Pertumbuhan Produsen China dan Transsion di Pasar Global
Selain merek besar, Transsion, perusahaan induk dari Tecno dan Infinix, menjadi pemain penting dengan basis pengguna yang tumbuh pesat terutama di kawasan Timur Tengah, Afrika, dan Asia Tenggara. Permintaan akan smartphone terjangkau dengan performa cukup memadai menjadi faktor utama pertumbuhan Transsion. Menurut Counterpoint Research, strategi ini berhasil menggaet lebih dari 200 juta pengguna aktif.
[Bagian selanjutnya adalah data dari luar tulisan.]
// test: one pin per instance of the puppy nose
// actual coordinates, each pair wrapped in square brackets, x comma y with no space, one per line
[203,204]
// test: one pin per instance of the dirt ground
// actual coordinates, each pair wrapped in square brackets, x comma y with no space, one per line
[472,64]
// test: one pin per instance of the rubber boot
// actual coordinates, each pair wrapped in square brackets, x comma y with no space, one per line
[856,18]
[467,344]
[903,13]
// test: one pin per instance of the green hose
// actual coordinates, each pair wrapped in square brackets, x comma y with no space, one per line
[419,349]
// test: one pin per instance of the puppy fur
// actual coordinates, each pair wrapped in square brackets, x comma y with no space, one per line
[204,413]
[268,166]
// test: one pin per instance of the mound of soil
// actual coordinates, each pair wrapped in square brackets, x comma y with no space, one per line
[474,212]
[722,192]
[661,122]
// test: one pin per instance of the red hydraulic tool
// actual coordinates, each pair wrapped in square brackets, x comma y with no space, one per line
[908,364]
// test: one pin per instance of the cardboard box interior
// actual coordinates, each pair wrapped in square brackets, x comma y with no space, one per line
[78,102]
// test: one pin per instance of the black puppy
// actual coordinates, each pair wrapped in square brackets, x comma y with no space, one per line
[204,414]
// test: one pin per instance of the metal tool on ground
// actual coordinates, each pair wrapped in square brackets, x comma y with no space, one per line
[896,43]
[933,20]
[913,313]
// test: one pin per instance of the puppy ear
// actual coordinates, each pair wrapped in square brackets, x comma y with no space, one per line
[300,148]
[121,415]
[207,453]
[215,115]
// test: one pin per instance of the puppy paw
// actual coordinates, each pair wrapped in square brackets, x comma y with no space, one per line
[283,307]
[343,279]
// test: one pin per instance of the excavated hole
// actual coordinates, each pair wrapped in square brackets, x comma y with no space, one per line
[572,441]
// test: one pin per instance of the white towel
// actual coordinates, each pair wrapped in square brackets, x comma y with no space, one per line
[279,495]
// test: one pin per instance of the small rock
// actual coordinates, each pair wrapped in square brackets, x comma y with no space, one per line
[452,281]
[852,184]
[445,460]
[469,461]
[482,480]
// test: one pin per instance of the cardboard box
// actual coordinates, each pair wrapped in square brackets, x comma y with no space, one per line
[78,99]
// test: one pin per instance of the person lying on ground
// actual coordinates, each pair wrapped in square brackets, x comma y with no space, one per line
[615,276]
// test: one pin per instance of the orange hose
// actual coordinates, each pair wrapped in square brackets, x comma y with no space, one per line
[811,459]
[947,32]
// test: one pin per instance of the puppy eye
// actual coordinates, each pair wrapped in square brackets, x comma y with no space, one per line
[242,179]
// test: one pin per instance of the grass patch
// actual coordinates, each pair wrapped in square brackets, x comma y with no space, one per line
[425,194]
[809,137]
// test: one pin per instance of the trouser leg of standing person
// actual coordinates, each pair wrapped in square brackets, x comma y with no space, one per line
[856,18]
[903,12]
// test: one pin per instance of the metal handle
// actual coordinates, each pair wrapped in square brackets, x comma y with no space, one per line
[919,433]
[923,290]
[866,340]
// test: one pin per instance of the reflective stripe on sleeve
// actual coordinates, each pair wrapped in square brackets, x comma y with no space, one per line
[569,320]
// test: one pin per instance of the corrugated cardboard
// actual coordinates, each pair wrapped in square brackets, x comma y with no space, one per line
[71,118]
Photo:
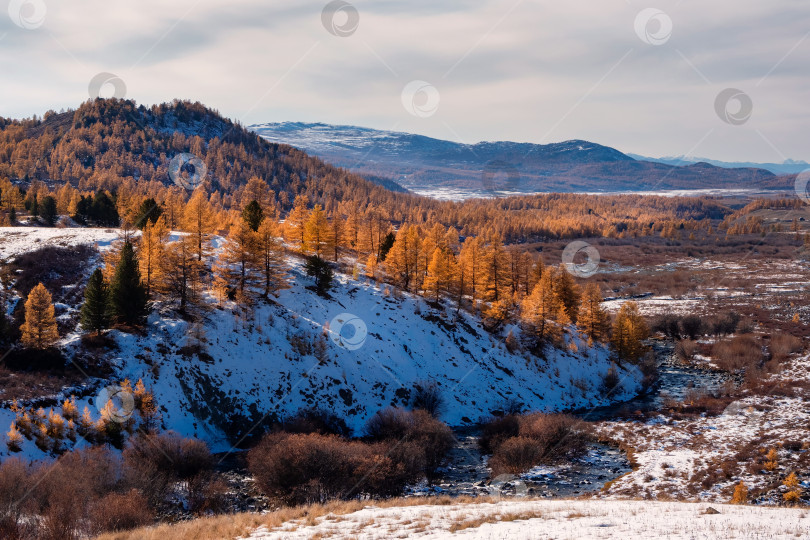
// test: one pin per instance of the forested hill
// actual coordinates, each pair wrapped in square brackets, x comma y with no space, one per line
[104,143]
[126,150]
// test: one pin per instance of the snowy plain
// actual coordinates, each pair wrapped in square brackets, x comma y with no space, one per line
[558,520]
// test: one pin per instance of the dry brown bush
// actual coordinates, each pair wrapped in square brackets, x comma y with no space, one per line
[783,345]
[542,438]
[497,430]
[308,468]
[15,483]
[119,512]
[419,427]
[152,462]
[739,353]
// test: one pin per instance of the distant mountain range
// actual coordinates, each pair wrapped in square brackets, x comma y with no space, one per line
[447,169]
[789,166]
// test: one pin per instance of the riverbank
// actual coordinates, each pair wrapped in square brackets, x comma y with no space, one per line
[488,519]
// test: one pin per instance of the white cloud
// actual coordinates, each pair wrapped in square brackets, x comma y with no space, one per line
[505,69]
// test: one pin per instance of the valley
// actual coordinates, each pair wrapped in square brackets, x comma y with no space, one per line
[321,338]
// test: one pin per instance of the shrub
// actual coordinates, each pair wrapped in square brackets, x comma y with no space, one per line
[783,345]
[542,438]
[432,436]
[317,421]
[793,494]
[667,325]
[739,353]
[314,468]
[611,382]
[685,350]
[497,430]
[740,494]
[152,462]
[692,326]
[119,512]
[15,483]
[515,455]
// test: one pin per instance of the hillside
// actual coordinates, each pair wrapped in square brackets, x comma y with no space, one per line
[219,378]
[109,143]
[451,170]
[493,519]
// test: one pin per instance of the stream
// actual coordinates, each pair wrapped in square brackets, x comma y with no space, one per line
[466,471]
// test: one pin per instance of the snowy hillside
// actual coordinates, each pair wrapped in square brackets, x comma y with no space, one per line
[561,520]
[217,379]
[265,363]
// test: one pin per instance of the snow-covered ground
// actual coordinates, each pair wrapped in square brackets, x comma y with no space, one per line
[560,520]
[656,305]
[673,456]
[14,241]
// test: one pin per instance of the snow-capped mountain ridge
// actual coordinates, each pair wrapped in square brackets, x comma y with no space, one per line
[446,169]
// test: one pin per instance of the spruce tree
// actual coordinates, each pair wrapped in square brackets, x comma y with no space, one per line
[96,308]
[48,211]
[148,212]
[128,298]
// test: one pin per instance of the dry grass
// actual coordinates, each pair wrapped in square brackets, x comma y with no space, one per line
[473,523]
[230,526]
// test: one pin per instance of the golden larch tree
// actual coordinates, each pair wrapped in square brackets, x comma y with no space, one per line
[151,254]
[629,332]
[39,329]
[317,232]
[198,220]
[543,311]
[593,320]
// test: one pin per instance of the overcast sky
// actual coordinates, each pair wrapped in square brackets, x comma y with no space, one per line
[535,71]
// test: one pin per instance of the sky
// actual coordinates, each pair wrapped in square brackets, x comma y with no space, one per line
[726,79]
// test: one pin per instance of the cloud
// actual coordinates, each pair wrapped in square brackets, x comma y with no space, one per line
[533,71]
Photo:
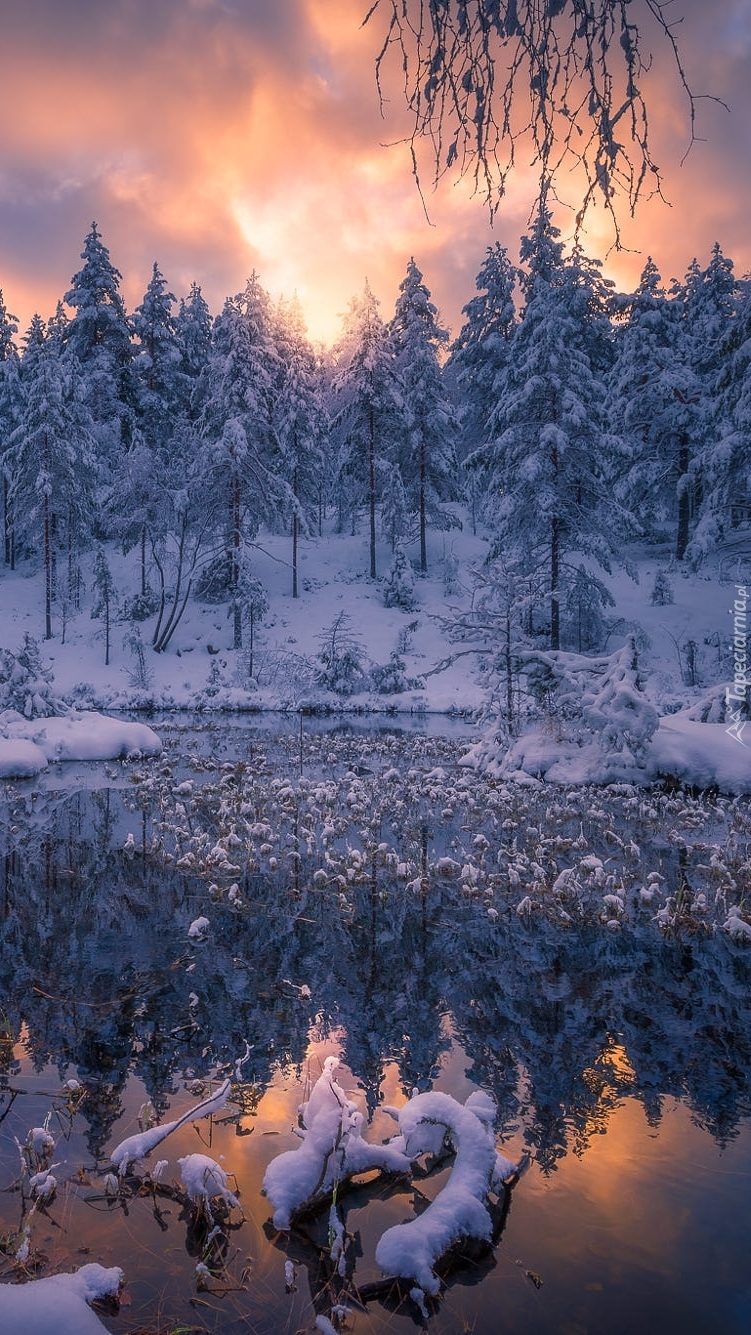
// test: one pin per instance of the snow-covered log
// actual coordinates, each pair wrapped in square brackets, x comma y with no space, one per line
[134,1148]
[331,1151]
[412,1250]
Berikut adalah daftar 8 perusahaan smartphone dengan pengguna aktif paling banyak di dunia berdasarkan data Counterpoint Research:
- Apple (iPhone): ~1 miliar pengguna
- Samsung (Galaxy): ~1 miliar pengguna
- Xiaomi: >200 juta pengguna
- Oppo: >200 juta pengguna
- Vivo: >200 juta pengguna
- Transsion (Tecno, Infinix): >200 juta pengguna
- Huawei/Honor: kurang dari Transsion, namun masih signifikan
- Motorola dan Realme: mendekati sekitar 200 juta pengguna
Tren Penggunaan dan Model Terbaru
Tren terbaru menunjukkan bahwa konsumen kini cenderung menggunakan smartphone lebih lama sebelum mengganti dengan model baru. Hal ini dipengaruhi oleh kualitas perangkat yang meningkat, serta harga yang relatif tinggi untuk model flagship. Contohnya, Google Pixel yang selama ini berusaha merebut pasar baru dengan model mid-range seperti Pixel 9a yang dibanderol mulai $399, belum mampu menembus dominasi merek besar tersebut dengan pangsa pasar kurang dari 1%.
Faktor ini juga terlihat dari peluncuran Pixel 10a yang diprediksi membawa pembaruan minim, sehingga tidak diharapkan mengubah posisi Google dalam persaingan pasar. Konsumen lebih selektif dan memprioritaskan nilai guna dibandingkan sekadar mengganti gadget dengan apa yang baru.
Pengaruh Ekosistem dan Loyalitas Merek
Loyalitas tinggi pada ekosistem Apple dan Samsung turut memperkuat posisi mereka. Pengguna iPhone banyak yang terikat dengan layanan seperti iCloud, App Store, serta produk Apple lainnya seperti MacBook dan Apple Watch. Samsung juga mengembangkan ekosistem kuat dengan Galaxy Buds, Galaxy Watch, dan berbagai fitur integrasi antar perangkat.
Tren ini menunjukkan bahwa selain perangkat keras, layanan dan ekosistem digital yang menyeluruh turut mempengaruhi pengguna dalam memilih dan bertahan pada suatu merek. Dengan jumlah lebih dari satu miliar pengguna aktif, Apple dan Samsung dapat dipastikan tetap menjadi dua raksasa yang mengontrol pasar smartphone global dalam waktu dekat.
Pengembangan teknologi, inovasi produk, dan strategi pemasaran yang tepat akan menentukan posisi para pemain smartphone lain yang berusaha memperbesar pangsa pasar mereka di tengah dominasi Apple dan Samsung. Konsumen global tetap kritis dalam memilih perangkat sesuai kebutuhan dan budget, sehingga para produsen harus terus memberikan nilai tambah nyata agar bisa bersaing secara efektif.